Il n’est ainsi pas rare de voir les montants distribués, hors fiscalité, dépasser les 7% par an – un chiffre bien supérieur à la rentabilité nette d’un investissement direct dans l’immobilier.

Ces nouveaux acteurs ont fort logiquement connu une année 2023 exceptionnelle. Iroko a investi pour plus de 320 M€ en 2023, ce qui a plus que doublé son parc sur l’année. De son côté, Remake Live a investi l’an passé près de 300 millions d’euros, soit le triple du montant placé en 2022.

Tant que ces jeunes SCPI pourront absorber les flux de capitaux en achetant à bas prix des actifs que les anciennes SCPI sont contraintes de vendre à perte, le modèle tiendra. Gare, en revanche, au retour de bâton si leur succès dépasse la profondeur du marché sous-jacent ! Lorsque les anciennes SCPI n’alimenteront plus le marché en biens soldés, les néo-SCPI qui n’auraient pas le courage de fermer les souscriptions se retrouveraient contraintes d’acheter, à leur tour, des actifs surévalués.

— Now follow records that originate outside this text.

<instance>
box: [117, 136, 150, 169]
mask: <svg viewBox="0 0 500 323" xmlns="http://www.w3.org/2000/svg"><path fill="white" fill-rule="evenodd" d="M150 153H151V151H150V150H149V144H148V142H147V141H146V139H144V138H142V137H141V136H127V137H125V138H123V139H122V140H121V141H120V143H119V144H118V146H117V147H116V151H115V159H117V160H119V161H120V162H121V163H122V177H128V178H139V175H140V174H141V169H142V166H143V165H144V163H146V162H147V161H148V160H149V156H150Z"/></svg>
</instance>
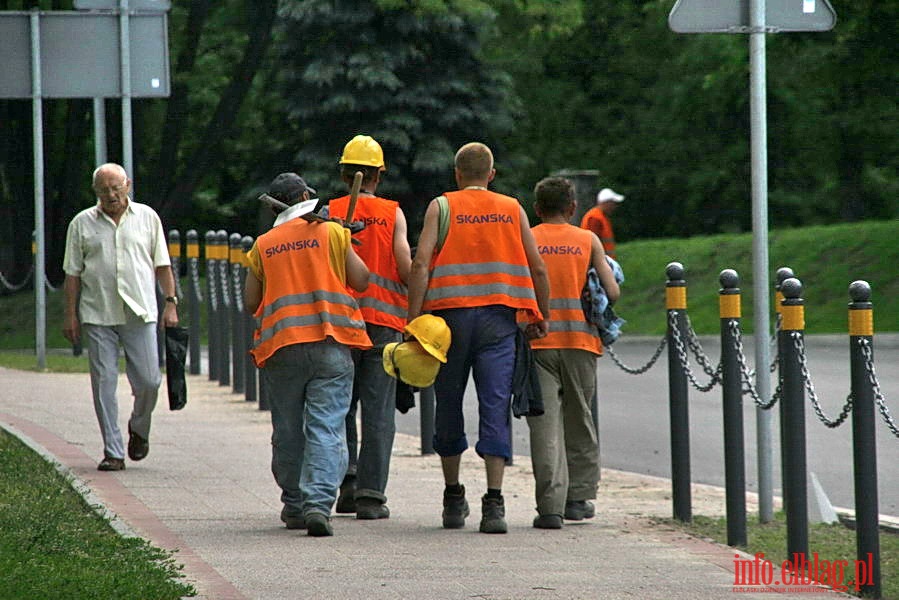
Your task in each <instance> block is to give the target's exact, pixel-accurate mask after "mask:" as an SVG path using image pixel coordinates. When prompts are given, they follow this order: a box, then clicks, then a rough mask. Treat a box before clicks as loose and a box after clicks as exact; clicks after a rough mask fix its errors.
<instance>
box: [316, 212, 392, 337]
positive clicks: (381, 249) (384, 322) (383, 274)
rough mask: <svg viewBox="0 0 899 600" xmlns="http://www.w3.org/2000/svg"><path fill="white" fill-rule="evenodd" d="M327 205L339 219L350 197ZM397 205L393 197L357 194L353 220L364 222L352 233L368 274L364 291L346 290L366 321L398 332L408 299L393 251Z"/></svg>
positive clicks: (367, 322) (334, 216)
mask: <svg viewBox="0 0 899 600" xmlns="http://www.w3.org/2000/svg"><path fill="white" fill-rule="evenodd" d="M328 206H329V213H330V215H331V216H332V217H340V218H341V219H343V218H345V217H346V213H347V210H348V209H349V206H350V197H349V196H343V197H341V198H335V199H334V200H331V202H330V204H329V205H328ZM398 206H399V203H397V202H394V201H393V200H386V199H384V198H377V197H375V196H359V198H358V199H357V201H356V210H355V211H354V214H353V220H354V221H362V222H363V223H365V229H363V230H362V231H360V232H359V233H357V234H356V235H355V236H354V237H356V238H357V239H358V240H359V241H360V242H362V244H361V245H360V246H357V247H356V254H358V255H359V258H361V259H362V261H363V262H364V263H365V265H366V266H367V267H368V270H369V271H370V272H371V275H370V276H369V279H368V289H367V290H365V291H364V292H356V291H355V290H350V293H351V294H352V295H353V297H354V298H356V300H357V301H358V302H359V308H361V309H362V316H363V317H365V322H366V323H372V324H374V325H383V326H384V327H390V328H391V329H396V330H397V331H402V330H403V327H404V326H405V325H406V313H407V312H408V309H409V302H408V299H407V291H406V286H405V285H404V284H403V282H402V280H401V279H400V272H399V269H398V268H397V266H396V256H395V255H394V253H393V231H394V227H395V225H396V209H397V207H398Z"/></svg>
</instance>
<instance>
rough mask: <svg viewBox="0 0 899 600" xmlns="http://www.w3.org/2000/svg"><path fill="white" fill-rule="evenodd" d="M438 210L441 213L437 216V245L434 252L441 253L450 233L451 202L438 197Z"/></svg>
mask: <svg viewBox="0 0 899 600" xmlns="http://www.w3.org/2000/svg"><path fill="white" fill-rule="evenodd" d="M437 208H439V209H440V212H439V213H438V214H437V245H436V246H435V247H434V251H435V252H440V249H441V248H443V242H445V241H446V234H447V232H449V200H447V198H446V196H438V197H437Z"/></svg>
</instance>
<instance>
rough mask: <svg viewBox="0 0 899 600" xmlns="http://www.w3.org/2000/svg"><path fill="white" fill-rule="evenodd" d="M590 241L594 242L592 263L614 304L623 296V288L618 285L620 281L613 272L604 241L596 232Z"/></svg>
mask: <svg viewBox="0 0 899 600" xmlns="http://www.w3.org/2000/svg"><path fill="white" fill-rule="evenodd" d="M590 243H591V244H592V246H591V249H592V253H591V264H592V265H593V268H594V269H596V272H597V273H598V274H599V281H600V283H602V287H603V289H604V290H605V291H606V296H608V297H609V302H611V303H612V304H614V303H615V302H616V301H617V300H618V298H619V297H620V296H621V288H620V287H619V286H618V282H617V281H615V274H614V273H612V267H610V266H609V263H608V262H607V261H606V252H605V250H603V247H602V242H600V241H599V238H598V237H596V234H593V239H592V241H591V242H590Z"/></svg>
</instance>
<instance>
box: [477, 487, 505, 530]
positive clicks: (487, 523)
mask: <svg viewBox="0 0 899 600" xmlns="http://www.w3.org/2000/svg"><path fill="white" fill-rule="evenodd" d="M508 530H509V528H508V526H507V525H506V503H505V502H504V501H503V497H502V496H500V497H499V498H490V497H489V496H486V495H485V496H484V497H483V498H481V533H506V532H507V531H508Z"/></svg>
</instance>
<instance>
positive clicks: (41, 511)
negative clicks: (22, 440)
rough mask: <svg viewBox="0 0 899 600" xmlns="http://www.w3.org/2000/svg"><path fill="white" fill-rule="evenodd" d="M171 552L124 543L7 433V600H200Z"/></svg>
mask: <svg viewBox="0 0 899 600" xmlns="http://www.w3.org/2000/svg"><path fill="white" fill-rule="evenodd" d="M182 577H183V576H182V574H181V566H180V565H178V564H177V563H176V562H175V560H174V557H173V555H172V554H171V553H169V552H167V551H164V550H161V549H159V548H155V547H153V546H151V545H149V544H148V543H147V542H145V541H143V540H141V539H137V538H123V537H121V536H120V535H118V534H117V533H116V532H115V531H114V530H113V529H112V528H111V527H110V526H109V524H108V523H107V522H106V521H104V520H103V519H102V518H101V517H100V516H98V515H97V514H96V513H95V512H94V511H93V510H91V508H90V507H88V506H87V505H86V504H85V502H84V500H83V498H82V497H81V496H79V495H78V494H77V493H76V492H75V491H74V490H73V489H72V488H71V486H70V485H69V484H68V483H67V482H66V481H65V479H64V478H63V477H62V475H60V474H59V473H58V472H57V471H56V469H54V468H53V467H52V466H51V465H50V464H48V463H47V462H45V461H44V460H43V459H41V458H40V457H39V456H38V455H36V454H35V453H34V452H32V451H31V450H30V449H29V448H28V447H26V446H25V445H24V444H22V443H21V442H20V441H19V440H17V439H15V438H14V437H13V436H11V435H9V434H8V433H6V432H5V431H3V430H2V429H0V598H4V599H6V600H18V599H21V600H31V599H33V598H66V599H67V600H68V599H71V600H77V599H82V598H83V599H94V598H110V599H111V598H141V599H142V600H156V599H158V600H169V599H171V600H175V599H177V598H182V597H184V596H194V595H196V591H195V590H194V588H193V587H192V586H190V585H188V584H186V583H184V582H183V581H181V579H182Z"/></svg>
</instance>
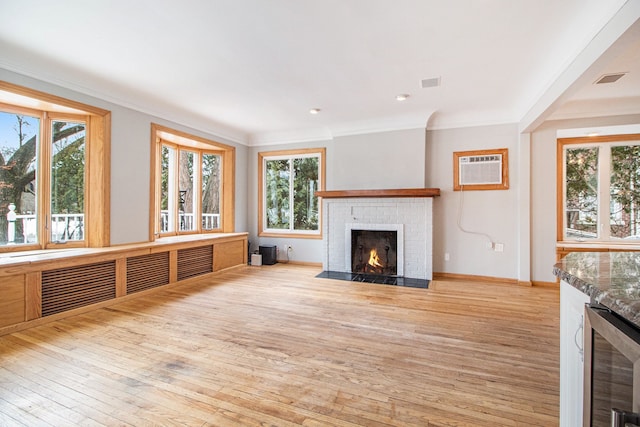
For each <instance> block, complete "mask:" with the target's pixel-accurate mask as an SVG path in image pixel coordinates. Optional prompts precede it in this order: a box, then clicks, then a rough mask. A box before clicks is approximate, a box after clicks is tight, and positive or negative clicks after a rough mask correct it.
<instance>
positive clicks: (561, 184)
mask: <svg viewBox="0 0 640 427" xmlns="http://www.w3.org/2000/svg"><path fill="white" fill-rule="evenodd" d="M625 141H640V134H620V135H603V136H584V137H574V138H558V139H557V143H556V241H557V242H558V243H571V242H576V243H580V244H590V243H592V244H597V245H600V246H602V245H603V244H604V245H606V244H613V243H615V244H626V243H625V242H622V241H619V240H616V241H614V240H601V239H591V240H565V239H564V228H565V224H564V219H565V213H564V208H565V207H564V190H565V188H564V184H565V179H566V178H565V173H564V149H565V147H567V146H570V145H579V144H584V145H594V146H596V145H604V144H611V143H616V142H625ZM598 196H599V195H598ZM628 244H637V243H636V242H629V243H628Z"/></svg>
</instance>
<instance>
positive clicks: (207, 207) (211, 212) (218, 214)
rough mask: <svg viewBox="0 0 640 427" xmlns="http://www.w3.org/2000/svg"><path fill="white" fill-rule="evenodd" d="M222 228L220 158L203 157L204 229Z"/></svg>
mask: <svg viewBox="0 0 640 427" xmlns="http://www.w3.org/2000/svg"><path fill="white" fill-rule="evenodd" d="M218 228H220V156H217V155H215V154H203V155H202V229H203V230H215V229H218Z"/></svg>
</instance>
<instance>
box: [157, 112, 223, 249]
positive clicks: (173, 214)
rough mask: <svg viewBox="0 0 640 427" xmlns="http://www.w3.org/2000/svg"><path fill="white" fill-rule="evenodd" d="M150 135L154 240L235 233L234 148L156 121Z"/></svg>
mask: <svg viewBox="0 0 640 427" xmlns="http://www.w3.org/2000/svg"><path fill="white" fill-rule="evenodd" d="M152 135H153V136H152V140H153V151H152V154H153V162H152V163H153V166H154V172H153V174H152V176H153V178H154V184H153V186H154V188H155V192H154V193H153V194H152V202H151V206H152V208H153V210H154V211H153V217H154V221H153V233H152V238H153V239H155V238H156V237H158V236H165V235H176V234H193V233H205V232H220V231H224V232H232V231H234V230H233V227H234V222H233V215H234V212H233V176H234V148H233V147H231V146H228V145H224V144H220V143H217V142H214V141H210V140H207V139H204V138H200V137H197V136H194V135H189V134H186V133H184V132H180V131H177V130H173V129H169V128H165V127H162V126H160V125H155V124H154V125H152ZM225 207H226V208H228V211H225Z"/></svg>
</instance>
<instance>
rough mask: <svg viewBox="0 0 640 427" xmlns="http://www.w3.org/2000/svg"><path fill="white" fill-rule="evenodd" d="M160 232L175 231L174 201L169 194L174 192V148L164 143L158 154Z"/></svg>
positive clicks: (174, 191)
mask: <svg viewBox="0 0 640 427" xmlns="http://www.w3.org/2000/svg"><path fill="white" fill-rule="evenodd" d="M160 156H161V157H160V163H161V165H160V166H161V167H160V223H159V224H160V230H159V231H160V232H161V233H167V232H169V231H175V226H174V224H175V221H174V220H175V210H176V207H175V206H176V203H175V200H174V198H173V197H170V195H171V194H175V190H174V189H175V184H174V182H175V171H174V166H173V165H174V159H175V156H176V150H175V149H174V148H173V147H168V146H166V145H163V146H162V151H161V154H160Z"/></svg>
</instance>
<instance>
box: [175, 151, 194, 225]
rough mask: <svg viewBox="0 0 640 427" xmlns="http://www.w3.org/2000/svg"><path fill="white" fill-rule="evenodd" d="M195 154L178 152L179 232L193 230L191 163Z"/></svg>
mask: <svg viewBox="0 0 640 427" xmlns="http://www.w3.org/2000/svg"><path fill="white" fill-rule="evenodd" d="M195 156H196V155H195V153H194V152H192V151H184V150H181V151H180V157H179V159H180V161H179V163H178V174H179V175H178V186H179V188H178V198H179V200H178V205H179V213H178V225H179V227H180V230H181V231H189V230H195V222H194V212H195V210H194V208H193V204H194V202H195V200H194V197H193V163H194V160H195Z"/></svg>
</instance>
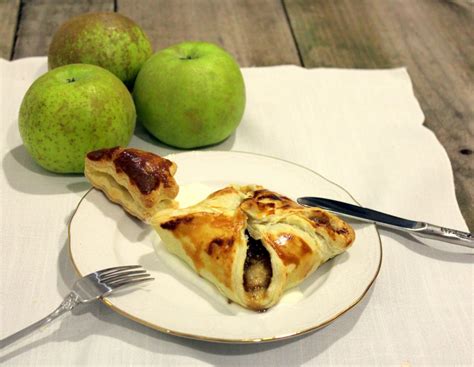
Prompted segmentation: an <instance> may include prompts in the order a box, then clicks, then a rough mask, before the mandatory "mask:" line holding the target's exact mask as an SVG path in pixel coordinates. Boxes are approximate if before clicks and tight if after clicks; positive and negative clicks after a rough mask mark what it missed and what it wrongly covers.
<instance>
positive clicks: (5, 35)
mask: <svg viewBox="0 0 474 367" xmlns="http://www.w3.org/2000/svg"><path fill="white" fill-rule="evenodd" d="M19 11H20V0H0V14H1V16H2V21H1V22H0V57H2V58H4V59H7V60H9V59H10V57H11V54H12V50H13V44H14V43H15V32H16V24H17V20H18V12H19Z"/></svg>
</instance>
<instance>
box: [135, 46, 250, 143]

Si ce cas de figure devait se matérialiser, même les investisseurs qui ont investi au coeur de la crise ne seraient pas récompensés pour leur courage. Les jeunes SCPI verraient leurs coupons rejoindre inexorablement la moyenne du marché, soit 4,5% à 5% par an.

Si vous décidez d’investir dans ces véhicules qui proposent, aujourd’hui, une rentabilité hors pair, surveillez bien l’évolution du portefeuille dans les prochaines années. Le meilleur scénario pour vous serait un arrêt des souscriptions pour verrouiller les rendements. Dans le cas contraire, il vous faudra envisager de nouveaux arbitrages – potentiellement avant la période de détention recommandée de 5 à 10 ans.